Now there can be no doubt that pleasure, pain, labour, utility, value, wealth, money, capital, etc., are all notions admitting of quantity; nay, the whole of our actions in industry and trade certainly depend upon comparing quantities of advantage or disadvantage. Even the theories of moralists have recognised the quantitative character of the subject. Bentham's Introduction to the Principles of Morals and Legislation is thoroughly mathematical in the character of the method. He tells us1 to estimate the tendency of an action thus: "Sum up all the values of all the pleasures on the one side, and those of all the pains on the other. The balance, if it be on the side of pleasure, will give the good tendency of the act upon the whole, with respect to the interests of that individual person; if on the side of pain, the bad tendency of it upon the whole." The mathematical character of Bentham's treatment of moral science is also well exemplified in his remarkable tract entitled, "A Table of the Springs of Action," printed in 1817, as in p. 3, and elsewhere.

"But where," the reader will perhaps ask, "are your numerical data for estimating pleasures and pains in Political Economy?" I answer, that my numerical data are more abundant and precise than those possessed by any other science, but that we have not yet known how to employ them. The very abundance of our data is perplexing. There is not a clerk nor book-keeper in the country who is not engaged in recording numerical facts for the economist. The private-account books, the great ledgers of merchants and bankers and public offices, the share lists, price lists, bank returns, monetary intelligence, Custom-house and other Government returns, are all full of the kind of numerical data required to render 5Economics an exact mathematical science. Thousands of folio volumes of statistical, parliamentary, or other publications await the labour of the investigator. It is partly the very extent and complexity of the information which deters us from its proper use. But it is chiefly a want of method and completeness in this vast mass of information which prevents our employing it in the scientific investigation of the natural laws of Economics.
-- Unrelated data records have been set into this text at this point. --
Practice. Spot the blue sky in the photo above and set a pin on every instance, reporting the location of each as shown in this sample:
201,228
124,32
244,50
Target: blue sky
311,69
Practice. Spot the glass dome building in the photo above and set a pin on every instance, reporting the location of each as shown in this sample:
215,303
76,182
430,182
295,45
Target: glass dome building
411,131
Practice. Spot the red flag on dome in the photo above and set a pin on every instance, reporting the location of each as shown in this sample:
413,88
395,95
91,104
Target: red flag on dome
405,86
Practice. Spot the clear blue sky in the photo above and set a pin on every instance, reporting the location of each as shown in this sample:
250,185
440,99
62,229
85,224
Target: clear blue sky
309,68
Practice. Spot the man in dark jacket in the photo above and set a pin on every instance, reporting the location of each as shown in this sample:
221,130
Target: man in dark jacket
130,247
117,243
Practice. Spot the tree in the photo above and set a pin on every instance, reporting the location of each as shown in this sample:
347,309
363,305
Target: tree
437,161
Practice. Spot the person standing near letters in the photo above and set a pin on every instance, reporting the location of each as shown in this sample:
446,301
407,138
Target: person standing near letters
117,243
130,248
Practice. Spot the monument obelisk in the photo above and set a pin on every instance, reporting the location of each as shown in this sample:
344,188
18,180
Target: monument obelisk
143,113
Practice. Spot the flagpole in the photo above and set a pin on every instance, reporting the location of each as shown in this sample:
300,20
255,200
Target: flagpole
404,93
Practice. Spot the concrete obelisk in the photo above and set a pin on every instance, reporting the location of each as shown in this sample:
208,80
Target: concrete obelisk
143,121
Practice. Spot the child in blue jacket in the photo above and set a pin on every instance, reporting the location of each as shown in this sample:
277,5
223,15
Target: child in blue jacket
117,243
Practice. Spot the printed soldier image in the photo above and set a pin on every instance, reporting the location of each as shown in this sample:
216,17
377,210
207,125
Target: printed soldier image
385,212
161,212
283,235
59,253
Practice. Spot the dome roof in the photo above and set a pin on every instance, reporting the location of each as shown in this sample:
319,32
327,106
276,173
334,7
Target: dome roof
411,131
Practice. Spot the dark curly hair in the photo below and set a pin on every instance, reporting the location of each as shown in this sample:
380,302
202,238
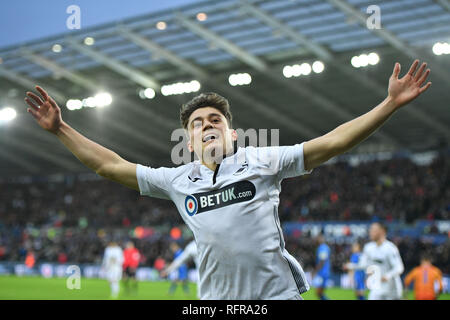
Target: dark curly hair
208,99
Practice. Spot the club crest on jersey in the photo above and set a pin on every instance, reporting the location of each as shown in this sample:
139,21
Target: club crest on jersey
191,205
234,193
241,169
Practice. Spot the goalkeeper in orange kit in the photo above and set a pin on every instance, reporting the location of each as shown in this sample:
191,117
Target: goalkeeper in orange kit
424,278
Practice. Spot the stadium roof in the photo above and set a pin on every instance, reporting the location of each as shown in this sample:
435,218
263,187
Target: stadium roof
257,37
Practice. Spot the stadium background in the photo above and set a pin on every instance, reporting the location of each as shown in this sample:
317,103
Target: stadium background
52,207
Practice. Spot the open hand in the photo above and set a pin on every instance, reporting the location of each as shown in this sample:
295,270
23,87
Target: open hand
401,91
44,110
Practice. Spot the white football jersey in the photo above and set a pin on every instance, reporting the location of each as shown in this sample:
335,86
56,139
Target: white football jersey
113,257
233,214
382,261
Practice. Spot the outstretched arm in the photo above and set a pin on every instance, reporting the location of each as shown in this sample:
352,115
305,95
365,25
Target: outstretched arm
346,136
100,159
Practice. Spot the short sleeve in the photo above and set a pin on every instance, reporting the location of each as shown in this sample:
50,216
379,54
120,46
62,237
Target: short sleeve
153,182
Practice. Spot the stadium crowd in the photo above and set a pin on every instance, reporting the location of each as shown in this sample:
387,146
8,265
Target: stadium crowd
71,219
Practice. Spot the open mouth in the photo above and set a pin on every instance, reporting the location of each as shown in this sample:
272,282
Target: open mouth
210,136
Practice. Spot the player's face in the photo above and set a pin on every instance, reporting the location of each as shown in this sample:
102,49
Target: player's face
375,232
209,134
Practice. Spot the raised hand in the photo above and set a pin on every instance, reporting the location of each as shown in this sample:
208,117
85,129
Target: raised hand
44,110
408,88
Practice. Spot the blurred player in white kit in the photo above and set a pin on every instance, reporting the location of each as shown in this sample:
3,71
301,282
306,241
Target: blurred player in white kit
383,264
189,253
112,264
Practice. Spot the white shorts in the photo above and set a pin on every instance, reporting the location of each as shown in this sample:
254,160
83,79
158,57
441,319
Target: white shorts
114,274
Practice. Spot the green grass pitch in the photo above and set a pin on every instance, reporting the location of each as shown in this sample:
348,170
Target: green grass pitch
31,288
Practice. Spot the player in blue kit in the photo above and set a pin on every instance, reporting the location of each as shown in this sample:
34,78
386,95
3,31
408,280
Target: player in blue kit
323,268
358,275
229,198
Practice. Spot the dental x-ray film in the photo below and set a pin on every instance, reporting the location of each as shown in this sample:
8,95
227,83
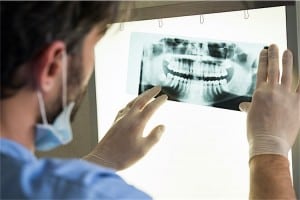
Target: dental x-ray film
197,70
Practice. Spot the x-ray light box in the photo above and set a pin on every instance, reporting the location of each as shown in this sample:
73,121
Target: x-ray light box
203,153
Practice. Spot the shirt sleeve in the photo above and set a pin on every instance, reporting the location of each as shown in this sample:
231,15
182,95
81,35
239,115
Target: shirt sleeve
66,179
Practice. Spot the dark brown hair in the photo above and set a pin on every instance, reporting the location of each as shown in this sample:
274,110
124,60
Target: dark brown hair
28,27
I hesitate to say that men will ever have the means of measuring directly the feelings of the human heart. A unit of pleasure or of pain is difficult even to conceive; but it is the amount of these feelings which is continually prompting us to buying and selling, borrowing and lending, labouring and resting, producing and consuming; and it is from the quantitative effects of the feelings that we must estimate their comparative amounts. We can no more know nor measure gravity in its own nature than we can measure a feeling; but, just as we measure gravity by its effects in the motion of a pendulum, so we may estimate the equality or inequality of feelings by the decisions of the human mind. The will is our pendulum, and its oscillations are minutely registered in the price lists of the markets. I know not when we shall have a perfect system of statistics, but the want of it is the only insuperable obstacle in the way of making Economics an exact science. In the absence of complete statistics, the science will not be less mathematical, though it will be immensely less useful than if it were, comparatively speaking, exact. A correct theory is the first step towards improvement, by showing what we need and what we might accomplish.

[[1]]See Principles of Science, chap. xiii., on "The Exact Measurement of Phenomena," 3d ed., p. 270.

[[1]]Formal Logic, p. 175.

[[1]]Chapter iv., on the "Value of a Lot of Pleasure or Pain, How to be measured," sec. v. 5.